FDA releases industry guidelines for epidermolysis bullosa therapies
The FDA has released new guidelines aiming to assist industry production of drug therapies for the prevention and treatment of epidermolysis bullosa (EB) cutaneous manifestations.
The term epidermolysis bullosa (EB) refers to a varied collection — ranging from mild in severity to fatal — of inherited skin conditions that result in mechanical skin fragility and blistering. This can cause recurrent wounding and resultant infections. Currently, therapies to manage and/or treat EB represent an urgent, unmet clinical need. The recent release of new industry guidelines by the FDA — focusing on EB drug product development, clinical trial design and endpoints — signifies a step towards achieving successful EB treatment development.
In the guidelines document, the FDA state: “The purpose of this guidance is to assist sponsors with the development of drugs for treatment or prevention of the serious cutaneous manifestations of the heterogeneous group of disorders collectively known as epidermolysis bullosa (EB). The paucity of effective treatment options for EB represents an important unmet medical need.”
Further in the document, the FDA note: “This guidance focuses on drug development and trial design issues specific to the treatment of EB, including FDA’s current thinking on trial endpoints. There is not yet sufficient clinical trial experience to establish definitive endpoints.”
The newly released guidelines build on previous FDA guidance concerning the development of targeted cell and gene therapies and wound healing products, set out over the course of 2006–2015.

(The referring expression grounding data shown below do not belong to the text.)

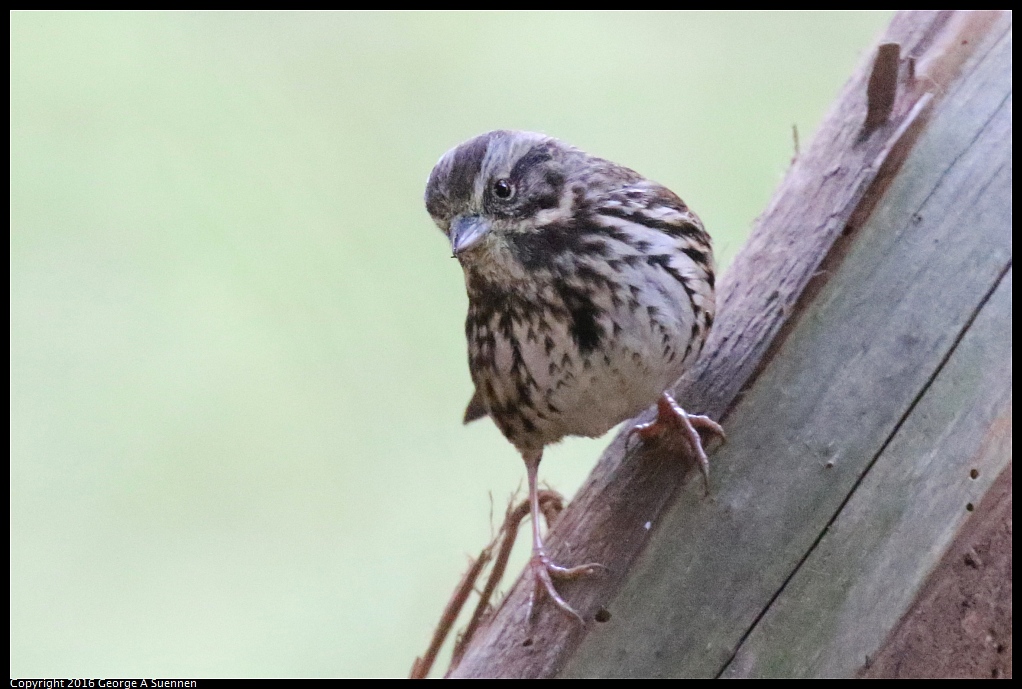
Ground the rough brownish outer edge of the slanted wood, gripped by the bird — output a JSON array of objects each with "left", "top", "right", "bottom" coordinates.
[{"left": 451, "top": 11, "right": 1000, "bottom": 677}]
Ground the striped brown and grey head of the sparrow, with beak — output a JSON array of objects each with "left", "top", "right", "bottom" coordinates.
[{"left": 425, "top": 130, "right": 596, "bottom": 268}]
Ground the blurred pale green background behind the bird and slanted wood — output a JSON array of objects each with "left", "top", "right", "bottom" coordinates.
[{"left": 10, "top": 12, "right": 889, "bottom": 677}]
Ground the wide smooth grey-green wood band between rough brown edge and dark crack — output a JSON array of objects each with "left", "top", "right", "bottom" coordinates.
[{"left": 564, "top": 16, "right": 1012, "bottom": 677}]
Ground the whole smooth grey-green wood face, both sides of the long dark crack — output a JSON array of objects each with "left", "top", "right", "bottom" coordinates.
[{"left": 562, "top": 18, "right": 1012, "bottom": 677}]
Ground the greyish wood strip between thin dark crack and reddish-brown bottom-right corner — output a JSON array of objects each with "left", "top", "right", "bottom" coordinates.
[{"left": 725, "top": 271, "right": 1012, "bottom": 677}]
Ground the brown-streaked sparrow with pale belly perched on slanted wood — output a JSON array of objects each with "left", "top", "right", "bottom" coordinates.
[{"left": 425, "top": 131, "right": 723, "bottom": 616}]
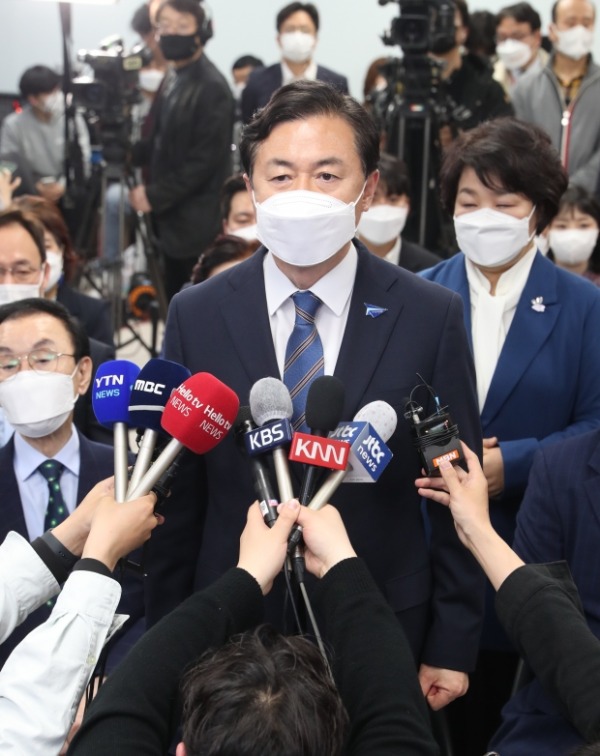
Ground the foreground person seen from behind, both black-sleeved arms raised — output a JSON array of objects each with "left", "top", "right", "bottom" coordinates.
[{"left": 69, "top": 501, "right": 438, "bottom": 756}]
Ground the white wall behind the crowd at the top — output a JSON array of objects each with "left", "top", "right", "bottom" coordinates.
[{"left": 0, "top": 0, "right": 600, "bottom": 99}]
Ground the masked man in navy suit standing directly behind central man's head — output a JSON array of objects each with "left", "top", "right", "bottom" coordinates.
[{"left": 242, "top": 3, "right": 348, "bottom": 123}]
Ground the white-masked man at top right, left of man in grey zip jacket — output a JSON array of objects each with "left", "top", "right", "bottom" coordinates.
[{"left": 494, "top": 2, "right": 548, "bottom": 97}]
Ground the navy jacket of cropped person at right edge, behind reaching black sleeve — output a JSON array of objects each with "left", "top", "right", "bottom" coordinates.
[{"left": 494, "top": 430, "right": 600, "bottom": 756}]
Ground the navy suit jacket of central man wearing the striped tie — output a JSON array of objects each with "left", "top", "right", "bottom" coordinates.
[{"left": 147, "top": 240, "right": 483, "bottom": 670}]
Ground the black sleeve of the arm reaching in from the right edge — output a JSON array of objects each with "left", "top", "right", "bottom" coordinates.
[{"left": 496, "top": 562, "right": 600, "bottom": 742}]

Learn more about cell therapy for epidermolysis bullosa:
The guidelines cover three categories of considerations that impact on clinical trial design:
- Factors relating to the trial population
Recommendations in this section include guidance on defining patient cohorts for clinical trials such that patients recruited for the testing of products aimed at either palliative disease treatment or disease modification are only done so if, for example, they represent the phenotypic spectrum of disease interest under investigation. Patients should not have to undergo certain genetic testing if this is not relevant to the claims of the therapy being investigated.
- Endpoints from which to assess efficacy of trialed therapies
This guidance pertains to practical study design; recommendations concerning the random assignment of participants to treatment-receiving groups, blinding and appropriate control group measures are made. Further, it is advised that subjective endpoints and the timescales with which to assess these are discussed prior to trial design. Additionally, the importance of assessing the validity of methods used to evaluate these endpoints is highlighted, such as the current lack of adequate patient-reported outcomes from which endpoints can be evaluated.
- Additional special considerations
The advice in this section concerns measures that can be taken to maximize patient comfort during trials, such as electronic-informed consent, measures that reduce the number of patients’ visits to trial sites amongst others.